Hi - I was experimenting with ConvTranspose2d operation. I took a [2 x 2] random tensor and applied transpose conv on it with and without padding. Both the kernel size and stride are set to 2. When I checked the size of the tensor after the operation I found that the size of the output tensor without padding is bigger than with padding.
Code snippet with padding:
d=torch.randn(1,1,2,2)
deconv2=nn.ConvTranspose2d(1,1,kernel_size=2,stride=2,padding=1)
d1=deconv2(d)
d1.shape ==>> it returns torch.Size([1, 1, 2, 2])
Code snippet without padding:
deconv2=nn.ConvTranspose2d(1,1,kernel_size=2,stride=2,padding=0)
d1=deconv2(d)
d1.shape ==>> it returns torch.Size([1, 1, 4, 4])
I thought that the output tensor size with padding will be bigger than without padding.But it’s not the case. Can anyone please explain this?
The padding argument effectively adds dilation * (kernel_size - 1) - padding amount of zero padding to both sizes of the input. This is set so that when a Conv2d and a ConvTranspose2d are initialized with same parameters, they are inverses of each other in regard to the input and output shapes. However, when stride > 1 , Conv2d maps multiple input shapes to the same output shape. output_padding is provided to resolve this ambiguity by effectively increasing the calculated output shape on one side. Note that output_padding is only used to find output shape, but does not actually add zero-padding to output.
Hi @ptrblck - Thanks for sharing the “conv arithmmetic” tutorial. I checked this tutorial before as well. I am still confused on padding. Consider the first case when I used padding=1. Note I didn’t use dilation. So, according to the PyTorch document (“dilation * (kernel_size - 1) - padding”) which equals to (0*(2-1)-1) = -1 amount of padding will be added. This does not make any sense to me. Am I doing any mistake?
@ptrblck - I also observe that when the stride is > 1 (say 2) the transpose Conv can’t reconstruct the original image size. But if I use unit stride then transpose Conv reconstructs the exact image size. See below:
Code snippet for perfect reconstruction:
In [1]: import torch
In [2]: D=torch.randn(1,1,28,28)
In [3]: import torch.nn as nn
In [4]: s,k,p=1,5,0
In [5]: conv1 = nn.Conv2d(1,1,kernel_size=k,stride=s,padding=p)
In [6]: deconv1 = nn.ConvTranspose2d(1,1,kernel_size=k,stride=s,padding=p)
In [7]: D1=conv1(D)
In [8]: D1_t = deconv1(D1)
In [10]: D1_t.shape
Out[10]: torch.Size([1, 1, 28, 28])==> size of the reconstructed image
Code snippet when reconstruction is not perfect when I use stride=2.
In [11]: s,k,p=2,5,0
In [12]: conv1 = nn.Conv2d(1,1,kernel_size=k,stride=s,padding=p)
In [13]: deconv1 = nn.ConvTranspose2d(1,1,kernel_size=k,stride=s,padding=p)
In [14]: D1 = conv1(D)
In [15]: D1_t = deconv1(D1)
In [16]: D.shape
Out[16]: torch.Size([1, 1, 28, 28])
In [17]: D1_t.shape
Out[17]: torch.Size([1, 1, 27, 27]) ==> size of the reconstructed image
Hi
I want to use how the transpose convolution implemented in general for Generative Adversarial Networks using PyTorch framework.

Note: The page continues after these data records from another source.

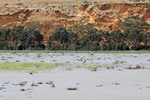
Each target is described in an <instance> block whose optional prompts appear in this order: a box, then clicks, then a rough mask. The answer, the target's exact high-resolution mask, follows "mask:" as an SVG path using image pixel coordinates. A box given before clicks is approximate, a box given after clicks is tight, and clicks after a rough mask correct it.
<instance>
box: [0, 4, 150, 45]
mask: <svg viewBox="0 0 150 100" xmlns="http://www.w3.org/2000/svg"><path fill="white" fill-rule="evenodd" d="M131 15H139V16H140V17H141V18H142V20H143V21H147V22H148V23H150V4H149V3H111V4H95V5H89V4H84V5H48V6H45V8H40V9H39V8H34V9H33V8H24V9H22V8H19V7H1V8H0V28H6V27H13V26H15V25H24V26H25V25H28V24H33V23H35V24H36V23H39V25H40V26H39V27H40V28H39V29H40V31H41V33H42V34H43V35H44V40H45V42H46V40H47V39H48V37H49V36H50V35H51V34H52V32H54V30H55V28H56V27H58V26H64V27H66V28H67V27H69V26H72V25H74V24H87V23H93V25H94V26H95V27H96V28H98V29H103V30H109V31H112V30H116V29H118V28H119V27H118V25H119V23H121V22H122V21H123V19H124V18H126V17H128V16H131ZM37 27H38V26H37Z"/></svg>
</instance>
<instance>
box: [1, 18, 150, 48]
mask: <svg viewBox="0 0 150 100" xmlns="http://www.w3.org/2000/svg"><path fill="white" fill-rule="evenodd" d="M149 28H150V25H149V24H148V23H147V22H144V21H142V20H141V18H140V17H139V16H131V17H128V18H125V19H124V22H122V23H121V24H120V29H121V30H114V31H112V32H109V31H103V30H98V29H96V28H94V27H93V25H92V24H90V23H89V24H87V25H80V24H76V25H74V26H71V27H69V28H68V29H66V28H65V27H61V26H60V27H57V28H56V30H55V32H53V34H52V35H51V36H50V37H49V40H48V41H47V46H46V47H47V48H48V49H49V50H92V51H93V50H94V51H99V50H101V51H105V50H142V49H149V48H150V32H149ZM42 41H43V35H41V34H40V32H39V31H38V30H36V29H35V28H32V27H23V26H17V27H14V28H11V29H10V28H6V29H1V30H0V49H1V50H41V49H42V50H44V49H45V45H44V44H42Z"/></svg>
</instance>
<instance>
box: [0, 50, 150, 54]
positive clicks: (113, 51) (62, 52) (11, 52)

For example DCGAN Tutorial — PyTorch Tutorials 1.11.0+cu102 documentation the code taken from here. Is transpose convolution a combination of upsampling layer and convolution layer used or any other approach I really appreciate your help.
The Generator uses nn.ConvTranspose2d layers so directly transposed convolutions (you can think about them as the “reversed” conv layers i.e. the forward pass of a transposed conv equals the backward of a vanialla conv layer and vice versa). For more information about these layers, check this repo.

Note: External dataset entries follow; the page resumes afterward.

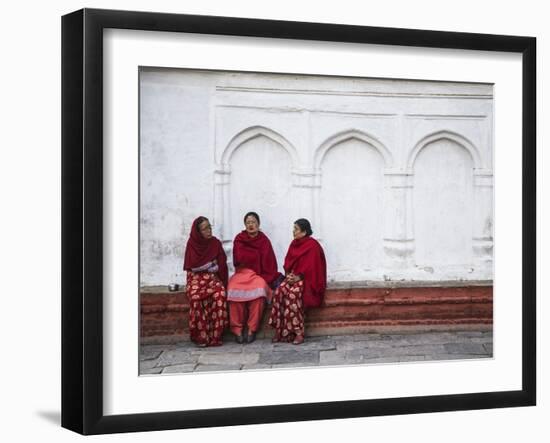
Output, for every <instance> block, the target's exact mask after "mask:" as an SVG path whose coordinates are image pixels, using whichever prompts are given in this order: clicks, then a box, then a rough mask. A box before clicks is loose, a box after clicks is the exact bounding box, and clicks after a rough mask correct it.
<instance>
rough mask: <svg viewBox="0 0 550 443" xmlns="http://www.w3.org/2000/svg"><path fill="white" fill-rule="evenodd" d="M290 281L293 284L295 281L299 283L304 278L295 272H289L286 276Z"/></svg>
mask: <svg viewBox="0 0 550 443" xmlns="http://www.w3.org/2000/svg"><path fill="white" fill-rule="evenodd" d="M286 278H287V280H288V282H289V283H290V284H291V285H293V284H294V283H297V282H299V281H300V280H301V279H302V278H301V277H300V276H299V275H296V274H294V273H293V272H291V273H290V274H288V275H287V276H286Z"/></svg>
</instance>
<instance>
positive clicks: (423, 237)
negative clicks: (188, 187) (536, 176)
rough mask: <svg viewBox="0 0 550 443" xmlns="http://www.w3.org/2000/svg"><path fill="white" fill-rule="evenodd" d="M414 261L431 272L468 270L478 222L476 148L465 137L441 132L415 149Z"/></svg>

Thank you very much for your quick response. So there won’t be any upsampling layer before applying convolution for this implementation? I thought transpose convolution = upsample layer+convolution layer from the paper https://arxiv.org/pdf/1806.01107.pdf fig 4.
I’m not familiar with this paper and don’t know if the authors call an upsampling + conv block a “transposed convolution”. You can see in the model architecture of the tutorial that nn.ConvTranspose2d is directly used and please check the posed link to see how this layer is working and increasing the spatial size of the input activation.
Hi,
Thanks.I’m working on optimization of transpose convolution layer by avoiding the increasing input spatial size before applying convolution and to produce the same output. May I please know how the backend code works?